The most frustrating part of all this was that I called Air Canada the night before I knew I had to return home, and I told the airline baggage claim personnel on the other end of that phone line that I would no longer be looking for my luggage to be delivered. I asked them to please return the suitcase home to PEI. That is: if it was ever located.
Wouldn’t you know it. After flying out of Ohio myself on a Saturday morning at 6:00ish, my bag finally arrived at my destination a few hours later. Three days later than I was ensured it would arrive. Three days too late. And, joy oh bliss: it arrived in the rain, waiting for ‘who knows who’ to pick it up off the back doorstep of my hostesses’ porch.

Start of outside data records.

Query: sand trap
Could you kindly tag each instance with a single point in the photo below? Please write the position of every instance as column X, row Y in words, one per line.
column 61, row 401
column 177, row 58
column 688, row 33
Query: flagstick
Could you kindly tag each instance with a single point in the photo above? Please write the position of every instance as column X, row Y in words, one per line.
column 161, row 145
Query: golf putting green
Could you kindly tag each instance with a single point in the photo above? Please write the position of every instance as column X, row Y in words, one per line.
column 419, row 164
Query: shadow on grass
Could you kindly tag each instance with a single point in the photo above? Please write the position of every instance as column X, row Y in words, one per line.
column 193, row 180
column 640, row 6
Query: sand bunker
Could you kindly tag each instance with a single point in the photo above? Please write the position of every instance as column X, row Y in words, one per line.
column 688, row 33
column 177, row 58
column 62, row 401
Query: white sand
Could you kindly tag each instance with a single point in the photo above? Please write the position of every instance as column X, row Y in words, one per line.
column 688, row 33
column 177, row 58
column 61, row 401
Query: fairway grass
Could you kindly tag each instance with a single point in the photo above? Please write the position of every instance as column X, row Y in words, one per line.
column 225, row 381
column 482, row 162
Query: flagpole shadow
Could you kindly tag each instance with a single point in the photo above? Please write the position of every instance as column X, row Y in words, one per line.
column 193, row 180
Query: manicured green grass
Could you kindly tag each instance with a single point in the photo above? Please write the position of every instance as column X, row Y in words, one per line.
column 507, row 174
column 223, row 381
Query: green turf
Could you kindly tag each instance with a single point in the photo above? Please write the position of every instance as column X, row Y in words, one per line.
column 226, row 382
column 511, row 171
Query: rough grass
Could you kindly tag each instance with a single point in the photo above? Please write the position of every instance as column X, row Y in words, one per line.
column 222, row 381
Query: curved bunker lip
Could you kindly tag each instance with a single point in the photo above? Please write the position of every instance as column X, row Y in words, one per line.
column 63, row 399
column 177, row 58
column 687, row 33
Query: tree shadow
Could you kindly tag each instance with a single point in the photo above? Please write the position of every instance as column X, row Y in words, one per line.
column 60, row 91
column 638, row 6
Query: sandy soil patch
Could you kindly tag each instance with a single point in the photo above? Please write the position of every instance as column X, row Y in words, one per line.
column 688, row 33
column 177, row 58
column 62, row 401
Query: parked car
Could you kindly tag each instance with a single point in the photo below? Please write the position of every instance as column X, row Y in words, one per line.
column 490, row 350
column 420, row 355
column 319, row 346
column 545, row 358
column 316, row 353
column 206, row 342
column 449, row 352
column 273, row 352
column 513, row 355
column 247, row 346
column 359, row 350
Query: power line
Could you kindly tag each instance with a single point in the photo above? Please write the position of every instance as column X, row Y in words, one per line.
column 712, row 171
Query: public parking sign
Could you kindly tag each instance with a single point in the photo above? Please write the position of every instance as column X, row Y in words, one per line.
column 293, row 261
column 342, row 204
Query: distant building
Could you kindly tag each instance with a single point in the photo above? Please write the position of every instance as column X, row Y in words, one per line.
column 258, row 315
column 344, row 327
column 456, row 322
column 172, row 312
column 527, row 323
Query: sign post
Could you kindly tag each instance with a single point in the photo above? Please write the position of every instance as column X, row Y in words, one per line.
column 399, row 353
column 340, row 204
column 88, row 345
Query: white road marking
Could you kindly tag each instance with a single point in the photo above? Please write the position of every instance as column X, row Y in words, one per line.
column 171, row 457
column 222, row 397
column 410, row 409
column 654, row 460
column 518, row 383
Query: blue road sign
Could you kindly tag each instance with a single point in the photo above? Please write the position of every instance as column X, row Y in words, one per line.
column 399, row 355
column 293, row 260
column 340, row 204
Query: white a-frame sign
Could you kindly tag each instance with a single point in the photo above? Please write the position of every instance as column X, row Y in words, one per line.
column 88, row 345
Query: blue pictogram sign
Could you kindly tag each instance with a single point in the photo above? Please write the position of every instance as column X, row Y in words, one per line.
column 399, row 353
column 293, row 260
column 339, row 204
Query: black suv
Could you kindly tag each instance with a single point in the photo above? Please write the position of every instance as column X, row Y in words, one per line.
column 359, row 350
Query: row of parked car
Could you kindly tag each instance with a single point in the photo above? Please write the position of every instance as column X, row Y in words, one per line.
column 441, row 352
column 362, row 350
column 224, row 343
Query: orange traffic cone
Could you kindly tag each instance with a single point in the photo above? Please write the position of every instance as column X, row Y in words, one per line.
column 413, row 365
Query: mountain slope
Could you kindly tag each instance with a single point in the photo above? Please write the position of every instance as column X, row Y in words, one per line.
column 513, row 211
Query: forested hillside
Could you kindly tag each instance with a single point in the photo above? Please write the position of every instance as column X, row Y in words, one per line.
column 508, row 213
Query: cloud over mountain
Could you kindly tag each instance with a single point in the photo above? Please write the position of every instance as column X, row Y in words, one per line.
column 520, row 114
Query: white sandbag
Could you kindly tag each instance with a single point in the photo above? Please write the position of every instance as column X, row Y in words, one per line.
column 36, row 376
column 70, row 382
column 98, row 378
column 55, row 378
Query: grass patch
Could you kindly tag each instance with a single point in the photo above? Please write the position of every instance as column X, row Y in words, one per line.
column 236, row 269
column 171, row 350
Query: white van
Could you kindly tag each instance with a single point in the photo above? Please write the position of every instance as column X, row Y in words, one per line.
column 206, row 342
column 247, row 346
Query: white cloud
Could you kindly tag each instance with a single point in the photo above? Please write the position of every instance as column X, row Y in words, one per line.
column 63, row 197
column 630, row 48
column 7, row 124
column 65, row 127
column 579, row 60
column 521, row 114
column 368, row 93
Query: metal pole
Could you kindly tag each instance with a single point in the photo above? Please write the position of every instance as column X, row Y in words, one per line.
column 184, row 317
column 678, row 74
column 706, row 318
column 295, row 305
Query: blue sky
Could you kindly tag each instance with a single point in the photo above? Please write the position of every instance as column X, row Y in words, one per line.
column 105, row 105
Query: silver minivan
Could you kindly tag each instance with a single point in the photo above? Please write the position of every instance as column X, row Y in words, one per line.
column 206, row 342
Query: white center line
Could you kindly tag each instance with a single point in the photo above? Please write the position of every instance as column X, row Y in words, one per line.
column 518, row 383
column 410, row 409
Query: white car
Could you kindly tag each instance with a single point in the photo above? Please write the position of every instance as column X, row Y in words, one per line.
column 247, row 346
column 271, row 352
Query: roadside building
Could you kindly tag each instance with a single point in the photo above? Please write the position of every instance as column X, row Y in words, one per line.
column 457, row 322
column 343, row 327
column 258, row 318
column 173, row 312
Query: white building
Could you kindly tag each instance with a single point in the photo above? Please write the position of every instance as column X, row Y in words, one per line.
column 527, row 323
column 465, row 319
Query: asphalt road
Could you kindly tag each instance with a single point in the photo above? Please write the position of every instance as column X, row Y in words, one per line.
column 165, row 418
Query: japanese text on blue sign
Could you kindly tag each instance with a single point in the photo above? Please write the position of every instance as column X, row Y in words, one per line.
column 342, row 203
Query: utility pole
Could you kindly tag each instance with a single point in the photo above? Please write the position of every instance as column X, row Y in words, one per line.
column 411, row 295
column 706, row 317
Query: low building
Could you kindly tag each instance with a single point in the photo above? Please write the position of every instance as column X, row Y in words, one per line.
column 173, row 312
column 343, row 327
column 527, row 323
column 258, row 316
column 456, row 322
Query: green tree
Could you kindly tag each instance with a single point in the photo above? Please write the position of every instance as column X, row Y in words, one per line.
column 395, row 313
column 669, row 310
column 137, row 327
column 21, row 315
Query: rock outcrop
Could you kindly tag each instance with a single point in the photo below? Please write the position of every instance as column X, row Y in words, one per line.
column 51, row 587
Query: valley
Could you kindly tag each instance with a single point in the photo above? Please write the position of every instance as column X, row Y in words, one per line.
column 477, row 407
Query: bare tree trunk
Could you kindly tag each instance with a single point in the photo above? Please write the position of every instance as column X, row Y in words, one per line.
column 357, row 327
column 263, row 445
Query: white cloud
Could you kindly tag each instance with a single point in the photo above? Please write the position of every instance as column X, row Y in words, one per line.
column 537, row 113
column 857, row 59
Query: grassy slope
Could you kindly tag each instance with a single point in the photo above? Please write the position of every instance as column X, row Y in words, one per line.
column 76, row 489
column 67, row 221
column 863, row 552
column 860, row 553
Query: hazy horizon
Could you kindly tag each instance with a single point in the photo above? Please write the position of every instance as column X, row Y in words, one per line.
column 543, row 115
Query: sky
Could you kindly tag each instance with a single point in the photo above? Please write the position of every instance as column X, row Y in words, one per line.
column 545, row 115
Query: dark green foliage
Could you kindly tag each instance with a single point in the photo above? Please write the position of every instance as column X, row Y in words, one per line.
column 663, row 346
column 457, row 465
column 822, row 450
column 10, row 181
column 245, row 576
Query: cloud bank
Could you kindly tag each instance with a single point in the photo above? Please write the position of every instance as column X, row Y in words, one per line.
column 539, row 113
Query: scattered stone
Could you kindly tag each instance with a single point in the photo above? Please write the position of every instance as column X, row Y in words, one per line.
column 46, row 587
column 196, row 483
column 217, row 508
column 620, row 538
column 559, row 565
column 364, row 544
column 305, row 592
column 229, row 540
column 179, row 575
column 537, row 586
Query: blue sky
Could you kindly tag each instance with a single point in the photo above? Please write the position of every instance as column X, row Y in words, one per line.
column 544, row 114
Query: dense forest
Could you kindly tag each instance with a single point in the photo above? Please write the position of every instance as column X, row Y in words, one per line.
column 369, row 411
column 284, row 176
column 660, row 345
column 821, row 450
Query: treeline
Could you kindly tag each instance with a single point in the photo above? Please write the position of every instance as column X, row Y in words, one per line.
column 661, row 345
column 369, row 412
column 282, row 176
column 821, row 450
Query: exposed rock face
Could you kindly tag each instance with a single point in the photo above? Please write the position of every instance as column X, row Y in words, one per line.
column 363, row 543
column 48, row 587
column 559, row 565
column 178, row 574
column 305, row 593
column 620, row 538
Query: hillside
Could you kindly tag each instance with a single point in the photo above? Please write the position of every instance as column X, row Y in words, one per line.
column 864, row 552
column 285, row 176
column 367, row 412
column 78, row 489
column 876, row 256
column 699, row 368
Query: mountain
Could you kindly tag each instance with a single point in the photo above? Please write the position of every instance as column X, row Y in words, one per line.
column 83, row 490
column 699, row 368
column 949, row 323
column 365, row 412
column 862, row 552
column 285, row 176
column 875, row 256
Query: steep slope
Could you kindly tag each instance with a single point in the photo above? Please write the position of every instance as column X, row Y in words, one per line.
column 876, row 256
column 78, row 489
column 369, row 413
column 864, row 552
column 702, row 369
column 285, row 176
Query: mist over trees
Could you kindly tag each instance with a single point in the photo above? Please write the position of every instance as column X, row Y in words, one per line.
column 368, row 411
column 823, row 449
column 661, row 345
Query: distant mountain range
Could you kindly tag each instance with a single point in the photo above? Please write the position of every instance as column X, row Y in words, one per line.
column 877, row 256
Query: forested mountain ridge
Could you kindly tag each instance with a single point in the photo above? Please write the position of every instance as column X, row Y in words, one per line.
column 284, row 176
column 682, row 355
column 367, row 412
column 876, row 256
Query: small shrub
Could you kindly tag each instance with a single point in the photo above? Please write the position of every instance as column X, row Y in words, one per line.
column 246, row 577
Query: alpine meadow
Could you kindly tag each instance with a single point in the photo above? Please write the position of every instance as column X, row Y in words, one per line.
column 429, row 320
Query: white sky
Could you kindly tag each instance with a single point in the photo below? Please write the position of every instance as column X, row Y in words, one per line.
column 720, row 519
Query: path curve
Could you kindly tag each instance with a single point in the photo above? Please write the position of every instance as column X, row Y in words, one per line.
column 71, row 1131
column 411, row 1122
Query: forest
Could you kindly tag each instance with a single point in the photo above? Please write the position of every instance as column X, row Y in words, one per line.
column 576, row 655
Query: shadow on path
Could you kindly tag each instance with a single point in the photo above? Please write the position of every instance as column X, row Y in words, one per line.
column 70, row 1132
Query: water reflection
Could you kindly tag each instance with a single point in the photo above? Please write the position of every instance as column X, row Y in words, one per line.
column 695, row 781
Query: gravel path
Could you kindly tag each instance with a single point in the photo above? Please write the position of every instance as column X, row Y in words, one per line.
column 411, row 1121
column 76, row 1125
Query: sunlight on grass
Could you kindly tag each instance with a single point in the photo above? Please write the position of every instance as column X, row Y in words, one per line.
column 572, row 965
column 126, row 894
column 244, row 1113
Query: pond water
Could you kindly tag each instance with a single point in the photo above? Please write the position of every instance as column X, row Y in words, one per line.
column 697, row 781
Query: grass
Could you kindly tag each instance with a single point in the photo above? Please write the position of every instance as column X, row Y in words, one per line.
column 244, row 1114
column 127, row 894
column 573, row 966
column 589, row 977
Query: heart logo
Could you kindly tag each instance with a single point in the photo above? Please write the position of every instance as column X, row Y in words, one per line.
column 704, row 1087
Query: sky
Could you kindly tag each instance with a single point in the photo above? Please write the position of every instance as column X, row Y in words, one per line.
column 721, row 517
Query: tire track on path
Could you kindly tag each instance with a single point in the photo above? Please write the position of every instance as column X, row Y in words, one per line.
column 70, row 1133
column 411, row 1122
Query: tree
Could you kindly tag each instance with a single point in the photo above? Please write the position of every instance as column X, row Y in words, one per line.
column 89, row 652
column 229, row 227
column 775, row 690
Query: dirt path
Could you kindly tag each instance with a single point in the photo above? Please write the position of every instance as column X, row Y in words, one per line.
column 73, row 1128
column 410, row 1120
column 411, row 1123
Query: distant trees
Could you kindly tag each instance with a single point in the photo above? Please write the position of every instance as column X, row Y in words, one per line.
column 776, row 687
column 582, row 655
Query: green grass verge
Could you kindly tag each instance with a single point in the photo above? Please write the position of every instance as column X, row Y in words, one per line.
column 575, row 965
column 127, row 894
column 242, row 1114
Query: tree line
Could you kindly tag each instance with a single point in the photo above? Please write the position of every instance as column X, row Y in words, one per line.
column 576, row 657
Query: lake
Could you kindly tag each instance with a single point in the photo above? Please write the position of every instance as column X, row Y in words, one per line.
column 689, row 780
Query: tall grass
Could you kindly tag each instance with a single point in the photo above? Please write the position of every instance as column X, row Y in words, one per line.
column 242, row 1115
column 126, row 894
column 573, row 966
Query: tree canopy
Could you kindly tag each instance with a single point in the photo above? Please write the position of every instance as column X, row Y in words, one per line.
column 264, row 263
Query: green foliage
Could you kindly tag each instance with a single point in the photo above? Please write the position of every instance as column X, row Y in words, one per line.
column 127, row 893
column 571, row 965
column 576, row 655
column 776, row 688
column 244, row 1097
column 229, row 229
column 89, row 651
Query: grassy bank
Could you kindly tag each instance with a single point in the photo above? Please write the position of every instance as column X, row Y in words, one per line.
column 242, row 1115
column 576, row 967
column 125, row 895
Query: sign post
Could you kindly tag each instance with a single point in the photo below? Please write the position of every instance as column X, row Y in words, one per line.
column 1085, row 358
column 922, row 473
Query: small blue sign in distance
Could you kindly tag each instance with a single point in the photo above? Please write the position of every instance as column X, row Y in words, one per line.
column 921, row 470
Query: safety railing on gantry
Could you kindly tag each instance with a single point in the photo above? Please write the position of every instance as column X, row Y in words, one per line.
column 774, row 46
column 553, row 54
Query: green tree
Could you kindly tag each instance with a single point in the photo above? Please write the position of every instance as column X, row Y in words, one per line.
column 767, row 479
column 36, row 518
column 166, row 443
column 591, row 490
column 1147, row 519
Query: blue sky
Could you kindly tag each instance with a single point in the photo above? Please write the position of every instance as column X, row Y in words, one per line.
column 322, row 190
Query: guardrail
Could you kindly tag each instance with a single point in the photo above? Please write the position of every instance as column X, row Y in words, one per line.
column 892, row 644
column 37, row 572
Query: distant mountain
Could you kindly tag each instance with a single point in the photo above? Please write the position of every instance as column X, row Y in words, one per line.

She found it about seven hours later.
Well, I know I could not do have found it. I was now en route to P.E.I.
“Act with Integrity?” You could have done so much more, Air Canada.
The past two weeks have been an exercise in frustration, a game of endless phone tag, a waiting game of wondering if I have been forgotten. I have already colored my grey hairs once. Found two new ones cropping up this morning: Air Canada now also owes me a free hair coloring.
And also over the past weeks, I have been in (limited) contact with representatives of Air Canada residing on P.E.I., but no one has seriously and conscientiously been following up on my file. Every time I call the local number, I am met with the following response, “Oh, I have been off for a few days. I am surprised that this file is still open.”
Really? Shouldn’t you all know it is open if YOU ARE THE ONES FOLLOWING UP ON IT.
“Drive For Excellence?” I think not.
I have, to date: invested about 20 hours into calling, writing and filing claims. Spent money on phone calls and postage. I owe someone a six dollar parking ticket fine (wink, wink). And all this being a modest estimate of my time and the headaches that have incurred.
I am not looking for the moon here. I just want my suitcase back in one piece.
Is that too much to ask, Air Canada?